C’est ainsi qu’en fonction des modèles économiques, l’entreprise, porteuse du projet, va vouloir inciter les utilisateurs à s’abonner à des offres premium, vendre des produits et services additionnels, afficher des temps de publicité… autant d’éléments qui vont venir ‘perturber’ l’utilisateur dans son expérience du service.

Il est ainsi important pour le designer de comprendre le modèle économique de l’entreprise et d’intégrer les attentes business dès la conception. L’enjeu étant de faire en sorte que ces sollicitations soient les moins intrusives possibles et réduire au mieux le sentiment d’agression commerciale.

L’identité de marque

Designer à partir d’une charte graphique ou d’un Design System existant peut également paraître comme une contrainte à la créativité. Néanmoins, comme le souligne Jean-Noël Kapferer, sociologue spécialiste de la communication : “Plus l’identité de marque est stable dans le temps et plus la marque est forte et valorisée”.

Le choix de la rupture graphique peut évidemment s’envisager mais pour des raisons objectives et justifiables. Par exemple, lorsqu’une entreprise crée une nouvelle gamme produit, avec l’objectif de moderniser son image de marque, la création d’une marque fille qui chapeautera la solution digitale est un critère pertinent pour s’écarter des marqueurs graphiques de l’entreprise.

Dans d’autres cas, il est nécessaire que le designer capitalise sur l’histoire et les attributs de la marque (sa personnalité, son physique, sa culture… ), au dépend de son désir de création afin de réaliser un travail de cohérence avec l’image de marque.

La sécurité

Les contraintes de sécurité peuvent entraver l’expérience utilisateur notamment lors des phases d’authentification, de la création de compte ou encore de paiement. Ces contraintes sont souvent dictées par la technique, les choix des services Cloud, les confidentialités des données partagées…

Des discussions avec les équipes de développement et les services IT en charge de la sécurité sont, de la même manière, primordiales pour arriver à mieux comprendre les impacts sur le parcours utilisateur et faire en sorte que cela soit le moins contraignant possible pour les utilisateurs finaux.

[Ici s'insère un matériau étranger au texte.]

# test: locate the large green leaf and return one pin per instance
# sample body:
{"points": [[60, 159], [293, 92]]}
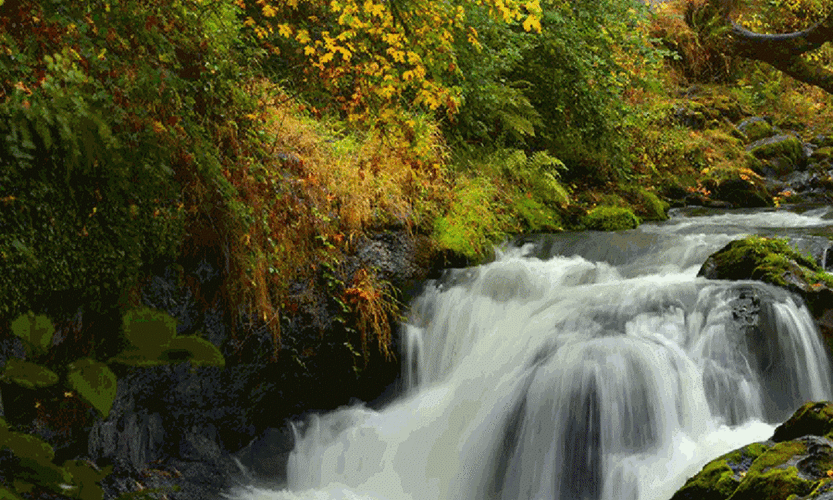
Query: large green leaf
{"points": [[6, 494], [199, 351], [27, 446], [86, 479], [148, 329], [28, 374], [134, 356], [36, 332], [95, 384]]}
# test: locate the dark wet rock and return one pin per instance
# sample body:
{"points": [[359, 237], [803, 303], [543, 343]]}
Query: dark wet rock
{"points": [[774, 261], [822, 141], [739, 192], [786, 147], [796, 463], [812, 419], [266, 457], [756, 128]]}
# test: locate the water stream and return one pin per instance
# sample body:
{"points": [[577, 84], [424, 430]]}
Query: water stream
{"points": [[576, 366]]}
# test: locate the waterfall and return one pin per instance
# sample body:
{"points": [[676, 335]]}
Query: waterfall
{"points": [[577, 366]]}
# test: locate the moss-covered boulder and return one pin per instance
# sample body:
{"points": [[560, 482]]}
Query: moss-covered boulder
{"points": [[784, 152], [739, 186], [606, 218], [796, 463], [756, 128], [722, 476], [812, 419], [773, 261]]}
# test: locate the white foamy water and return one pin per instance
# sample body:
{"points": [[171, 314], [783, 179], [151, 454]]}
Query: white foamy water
{"points": [[584, 366]]}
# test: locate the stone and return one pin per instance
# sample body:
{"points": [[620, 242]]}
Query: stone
{"points": [[756, 128], [785, 146]]}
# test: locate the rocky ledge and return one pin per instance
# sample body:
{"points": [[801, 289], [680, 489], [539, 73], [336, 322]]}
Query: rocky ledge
{"points": [[795, 463]]}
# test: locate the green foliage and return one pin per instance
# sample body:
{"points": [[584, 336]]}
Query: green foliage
{"points": [[34, 467], [199, 352], [108, 111], [95, 384], [148, 329], [153, 341], [472, 222], [28, 374], [606, 218], [35, 331]]}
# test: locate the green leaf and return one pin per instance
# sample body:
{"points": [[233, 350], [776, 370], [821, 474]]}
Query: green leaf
{"points": [[148, 329], [36, 332], [199, 351], [95, 384], [87, 478], [136, 357], [29, 375], [27, 446], [6, 494]]}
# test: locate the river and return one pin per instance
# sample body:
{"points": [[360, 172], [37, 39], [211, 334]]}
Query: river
{"points": [[576, 366]]}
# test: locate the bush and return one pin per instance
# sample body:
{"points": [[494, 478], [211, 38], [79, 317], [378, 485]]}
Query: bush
{"points": [[605, 218]]}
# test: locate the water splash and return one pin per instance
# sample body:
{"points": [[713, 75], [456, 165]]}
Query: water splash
{"points": [[566, 371]]}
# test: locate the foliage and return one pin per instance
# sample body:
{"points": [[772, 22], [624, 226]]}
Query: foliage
{"points": [[94, 382], [108, 112], [607, 218], [472, 222], [589, 56], [370, 59]]}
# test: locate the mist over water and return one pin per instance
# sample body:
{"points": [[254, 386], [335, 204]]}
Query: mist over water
{"points": [[576, 366]]}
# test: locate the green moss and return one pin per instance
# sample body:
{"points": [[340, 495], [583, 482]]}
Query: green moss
{"points": [[758, 129], [823, 153], [650, 206], [717, 480], [472, 222], [605, 218], [811, 419], [535, 216], [781, 146], [774, 484], [760, 258]]}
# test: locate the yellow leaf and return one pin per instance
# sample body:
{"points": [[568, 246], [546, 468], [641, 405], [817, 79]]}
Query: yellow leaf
{"points": [[532, 24], [285, 30], [269, 11], [303, 37]]}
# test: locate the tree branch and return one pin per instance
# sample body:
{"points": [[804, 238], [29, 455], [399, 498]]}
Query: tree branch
{"points": [[784, 51]]}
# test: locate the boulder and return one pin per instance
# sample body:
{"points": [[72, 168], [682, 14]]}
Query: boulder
{"points": [[796, 463], [756, 128], [777, 262], [783, 152]]}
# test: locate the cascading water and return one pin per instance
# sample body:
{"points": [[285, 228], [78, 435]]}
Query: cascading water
{"points": [[576, 366]]}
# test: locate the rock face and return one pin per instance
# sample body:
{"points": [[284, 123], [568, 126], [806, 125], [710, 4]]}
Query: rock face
{"points": [[776, 262], [184, 429], [796, 462]]}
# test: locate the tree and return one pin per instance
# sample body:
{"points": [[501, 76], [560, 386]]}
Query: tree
{"points": [[784, 51]]}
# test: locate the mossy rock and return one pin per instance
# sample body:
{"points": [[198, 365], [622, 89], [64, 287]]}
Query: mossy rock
{"points": [[606, 218], [742, 187], [783, 146], [821, 154], [650, 206], [812, 419], [720, 478], [756, 128], [757, 258], [774, 484]]}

Le fait de l’anticiper dès le départ vous permettra de proposer des parcours plus fluides, de diminuer les craintes utilisateurs en jouant avec le design émotionnel et du contenu rédactionnel rassurant et explicatif (tout en étant RGPD friendly).

Conclusion

Vous l’aurez compris, les contraintes font partie du quotidien du designer. Plus tôt elles seront identifiées et qualifiées, plus le projet aura des chances de voir le jour avec un design réfléchi et abouti.

Évidemment, les plus grosses contraintes sur lesquelles il vous sera le plus compliqué d’agir restent le temps et l’argent disponibles sur le projet et qui demandent parfois le plus de compromis.